Israel Gempur Gaza, 62 Tewas Termasuk Warga Sipil di Dekat Distribusi Bantuan
Rakyat Palestina menerima paket bantuan makanan yang didistribusikan oleh American Near East Refugee Aid, sebuah organisasi yang menyediakan bantuan kemanusiaan dan pembangunan ke Timur Tengah, di Kota Gaza /Jehad Alshrafi/AP. |
Di kutip dari media arab Aljazeera , Kantor Media Pemerintah Gaza melaporkan bahwa serangan yang menargetkan titik-titik distribusi bantuan telah menyebabkan lebih dari 4.000 orang terluka dan 39 lainnya masih hilang. Laporan-laporan mengerikan ini menggambarkan betapa bantuan, yang seharusnya menjadi penyelamat, justru menjadi pemicu kematian.
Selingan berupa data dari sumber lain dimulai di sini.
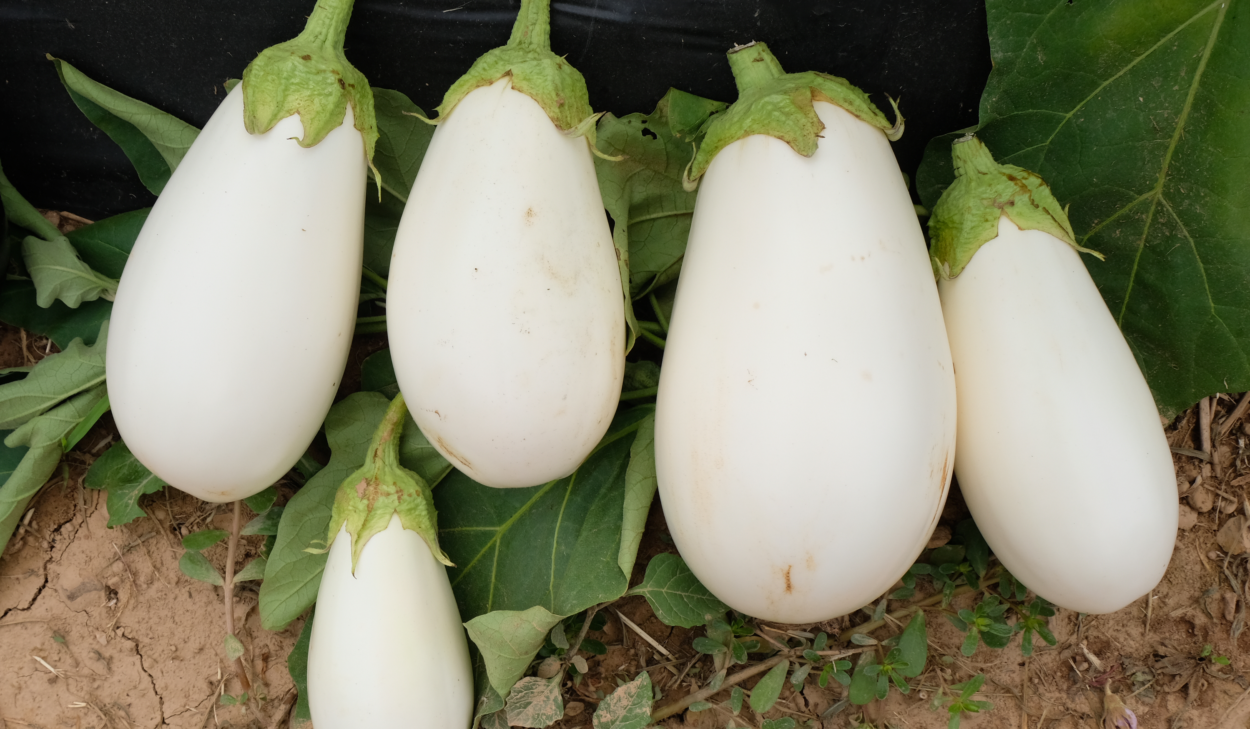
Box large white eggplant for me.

Anak-anak Jadi Korban Terbesar
Menurut Save the Children, lebih dari setengah dari korban di lokasi distribusi bantuan adalah anak-anak. Dari 19 serangan mematikan, anak-anak tercatat menjadi korban dalam 10 insiden.
“Siapa yang bisa menyalahkan mereka karena takut? Mencari bantuan kini seperti menjatuhkan diri ke pelukan maut,” kata Ahmad Alhendawi, Direktur Regional Save the Children.
Serangan Udara dan Ancaman Kelaparan
Serangan Israel terus berlangsung tanpa jeda. Pada hari Kamis, serangan udara menghantam sekolah di Sheikh Radwan yang menampung keluarga pengungsi, menewaskan sembilan orang. Di hari yang sama, serangan terpisah menewaskan sembilan lainnya di Khan Younis. Di pasar Deir el-Balah, drone Israel menewaskan dan melukai beberapa orang, menurut sumber rumah sakit.
Hari Rabu, setidaknya 62 orang tewas akibat rentetan serangan, menjadikan pekan ini salah satu yang paling mematikan dalam beberapa bulan terakhir.
Sementara itu, tentara Israel dilaporkan menembaki kerumunan warga yang tengah mengantri bantuan di Koridor Netzarim, Gaza tengah. Tiga orang tewas, beberapa lainnya luka-luka. Ini adalah insiden terbaru dari serangkaian tragedi di titik distribusi bantuan GHF yang kontroversial—badan yang didukung AS dan Israel namun dikritik tajam oleh PBB dan berbagai organisasi kemanusiaan internasional karena dianggap tak mampu menjamin keselamatan warga sipil.
GHF dan Dilema Bantuan Kemanusiaan
GHF mengambil alih operasi distribusi bantuan pada akhir Mei, di tengah kritik global terhadap blokade total Israel selama berbulan-bulan. Namun sejak itu, bukan hanya kelaparan yang belum bisa diatasi—bahkan nyawa warga Gaza kian terancam di lokasi yang seharusnya menjadi tempat mereka menyelamatkan diri dari krisis.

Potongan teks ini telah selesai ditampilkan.